Here is a regex that can get that substring.
var re = /<(?=[^<>]*\bclass="_type")div\b[^<>]*content="([^"]*)"/ig;
The regex is matching any <div>
containing string that has content="
and also containing class="_type"
. The result is stored in the captured group 1. Note that class="_type"
can be both before or after content="{our string}"
.
The code can be something like:
var re = /<(?=[^<>]*\bclass="_type")div\b[^<>]*content="([^"]*)"/ig;
var str = '<div content="[...]" class="[...]">[...]</div>\n<div content="website" [...] class="_type">[...]</div>\n<dic content="[...]" class="[...]">[...]</div>';
var m;
while ((m = re.exec(str)) !== null) {
if (m.index === re.lastIndex) {
re.lastIndex++;
}
document.getElementById("r").innerHTML += m[1] + "<br/>";
}
<div id="r"/>
In case you do not know what kind of delimiters there will be in HTML, it makes it a bit more problematic.

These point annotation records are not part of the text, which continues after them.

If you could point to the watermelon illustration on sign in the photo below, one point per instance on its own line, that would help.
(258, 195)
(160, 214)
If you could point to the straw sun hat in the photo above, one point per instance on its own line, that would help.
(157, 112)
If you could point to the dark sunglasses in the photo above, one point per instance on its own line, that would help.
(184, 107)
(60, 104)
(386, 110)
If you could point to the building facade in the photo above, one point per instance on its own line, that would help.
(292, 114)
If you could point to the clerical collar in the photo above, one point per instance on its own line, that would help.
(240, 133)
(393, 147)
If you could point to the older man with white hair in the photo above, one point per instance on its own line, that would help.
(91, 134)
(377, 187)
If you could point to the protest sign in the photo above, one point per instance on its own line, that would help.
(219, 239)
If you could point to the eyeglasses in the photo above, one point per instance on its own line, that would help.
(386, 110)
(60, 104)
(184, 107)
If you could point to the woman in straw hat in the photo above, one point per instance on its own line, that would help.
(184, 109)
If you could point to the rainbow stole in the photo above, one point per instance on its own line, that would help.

However, it is still possible:
var re = /<(?=[^<>]*\bclass=['"]?_type\b['"]?)div\b[^<>]*content=(?:["']([^<]*?)["']|(\S+))/ig;
var str = '<div content="[...]" class="[...]">[...]</div>\n<div content=\'[...]\' class=\'[...]\'>[...]</div>\n<div content="web site" [...] class="_type">[...]</div>\n<dic content="[...]" class="[...]">[...]</div>\n<dic content=[...] class=[...]>[...]</div>\n<dic content=\'[...]\' class=\'[...]\'>[...]</div>\n<div content=\'web site\' [...] class=\'_type\'>[...]</div>\n<div content=website [...] class=_type>[...]</div>';
var m;
while ((m = re.exec(str)) !== null) {
if (m.index === re.lastIndex) {
re.lastIndex++;
}
if (m[1] === undefined) {
document.getElementById("e").innerHTML += m[2] + "<br/>";
}
else {
document.getElementById("e").innerHTML += m[1] + "<br/>";
}
}
<div id="e"/>